Rusuh, cowok-cowok XI IPA 2 selalu rusuh. Katanya mereka lagi mengkolaborasi empat acara televisi. Dari kata-kata wartawannya saja sudah kelihatan, pertandingan bola, Pesbukers, Bedah Rumah, dan Katakan Putus.

Myra sebenarnya cantik, cuma bar-bar saja. Tidak sedikit cowok yang rela nungguin Myra sejak SD, tapi Myra tetap tidak mau. Pacaran bukan fokus utamanya, pelajaran juga bukan. Dia sangat ingin mengutamakan waktu SMAnya ini untuk bersosialisasi lebih.

“Myr, Titan mana? Biasanya dia datang rada pagi sama si Ravi, cuma hari ini dia belum datang.” Kini, Hilda yang memanggil Myra. Kehidupan artis memang.

“Tadi Titan di belakang gue…” Myra menengok ke arah pintu. “Titan!”

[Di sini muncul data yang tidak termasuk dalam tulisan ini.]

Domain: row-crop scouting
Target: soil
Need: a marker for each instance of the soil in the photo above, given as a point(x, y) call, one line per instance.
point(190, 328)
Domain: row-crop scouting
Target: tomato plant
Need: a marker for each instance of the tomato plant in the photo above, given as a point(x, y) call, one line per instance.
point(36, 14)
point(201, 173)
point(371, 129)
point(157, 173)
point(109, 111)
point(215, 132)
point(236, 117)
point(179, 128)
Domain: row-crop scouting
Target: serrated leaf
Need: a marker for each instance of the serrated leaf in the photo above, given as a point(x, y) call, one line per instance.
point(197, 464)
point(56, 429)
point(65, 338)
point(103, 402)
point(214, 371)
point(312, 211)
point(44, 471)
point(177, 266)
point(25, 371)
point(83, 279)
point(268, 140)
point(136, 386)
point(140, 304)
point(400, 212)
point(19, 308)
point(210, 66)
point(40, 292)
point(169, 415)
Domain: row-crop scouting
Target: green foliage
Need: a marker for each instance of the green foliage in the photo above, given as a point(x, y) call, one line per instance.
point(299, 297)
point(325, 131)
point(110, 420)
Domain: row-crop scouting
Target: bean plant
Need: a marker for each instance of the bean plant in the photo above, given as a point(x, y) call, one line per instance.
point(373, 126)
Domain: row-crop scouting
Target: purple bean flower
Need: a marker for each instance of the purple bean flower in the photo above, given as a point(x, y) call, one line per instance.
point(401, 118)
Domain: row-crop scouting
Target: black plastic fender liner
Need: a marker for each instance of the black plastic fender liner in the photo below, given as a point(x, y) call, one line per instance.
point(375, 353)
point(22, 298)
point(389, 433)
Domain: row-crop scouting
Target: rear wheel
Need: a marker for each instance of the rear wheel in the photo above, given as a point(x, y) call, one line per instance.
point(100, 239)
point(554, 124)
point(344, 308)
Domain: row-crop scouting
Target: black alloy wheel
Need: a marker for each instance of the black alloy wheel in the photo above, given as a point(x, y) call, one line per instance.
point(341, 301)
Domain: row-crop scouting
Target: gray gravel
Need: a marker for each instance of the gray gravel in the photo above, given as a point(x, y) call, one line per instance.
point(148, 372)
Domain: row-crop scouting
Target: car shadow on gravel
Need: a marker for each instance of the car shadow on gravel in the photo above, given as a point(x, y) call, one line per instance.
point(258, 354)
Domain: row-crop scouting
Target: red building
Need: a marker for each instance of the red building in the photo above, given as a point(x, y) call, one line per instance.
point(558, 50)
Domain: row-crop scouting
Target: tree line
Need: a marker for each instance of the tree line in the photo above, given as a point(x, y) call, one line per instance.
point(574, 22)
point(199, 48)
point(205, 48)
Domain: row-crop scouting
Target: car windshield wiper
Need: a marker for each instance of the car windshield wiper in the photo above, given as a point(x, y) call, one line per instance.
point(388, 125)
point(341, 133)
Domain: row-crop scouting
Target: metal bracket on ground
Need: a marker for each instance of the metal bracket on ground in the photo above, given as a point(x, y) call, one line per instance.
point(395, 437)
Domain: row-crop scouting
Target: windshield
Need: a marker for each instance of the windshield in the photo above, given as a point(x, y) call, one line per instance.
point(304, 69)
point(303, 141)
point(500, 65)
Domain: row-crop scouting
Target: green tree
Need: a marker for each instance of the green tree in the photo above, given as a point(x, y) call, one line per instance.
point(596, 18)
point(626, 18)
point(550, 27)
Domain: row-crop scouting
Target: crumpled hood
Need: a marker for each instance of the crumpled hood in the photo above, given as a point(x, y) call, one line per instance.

Saat membuka pintu kelas, Myra mendapati Titan menatap kosong lorong. Kosong, kayak hatinya. Ternyata oh ternyata, Ravi lagi ngenalin Salma ke teman-teman tongkrongannya. Seolah tidak terjadi apa-apa, Ravi tersenyum lebar—Salma juga. Sedangkan Titan, ia hanya bisa menatap mereka datar. Kantung mata yang menghadap ke utara itu juga terlihat sedikit menghitam. Bisa jadi dia tidur sangat subuh karena terbayang-bayangi.

“Udah, enggak usah lihat Ravi. Ayo masuk.”

Mudah sekali menyeret Titan masuk, sepertinya dia menggunakan 0% dari otot tubuhnya.

“Titan! Lo kenapa?! Kenapa lo kayak mayat hidup begitu?!” Hilda berteriak histeris dan lalu langsung memeluk Titan.

“Dia putus sama Ravi,” jawab Myra.

“Alasannya?”

“Ravi selingkuh.”

Hilda mengerenyitkan dahinya sembari menatap Titan. “WAH GILA YA, SI RAVI?! LO ENGGAK NGAPA-NGAPAIN, DIA SELINGKUH?! ENGGAK ADA OTAK MEMANG SI RAVI DASAR BUAYA BANG-“

“Udah. Aura Godzilla lo bikin Titan makin trauma.” Myra menutup mulut Hilda menggunakan telapak tangannya. Setelah amarahnya mulai mereda, Hilda baru duduk. Itu lah marah khas Hilda, dia berani ngelabrak siapa saja kalau sahabatnya disakiti. Dia tidak peduli, mau anak pinter, anak nakal, bahkan anak kepala sekolah. Kalau salah, ya salah, kalau bener, ya bener.

“Jadi, sekarang lo mau ngapain, Tan?” tanya Hilda.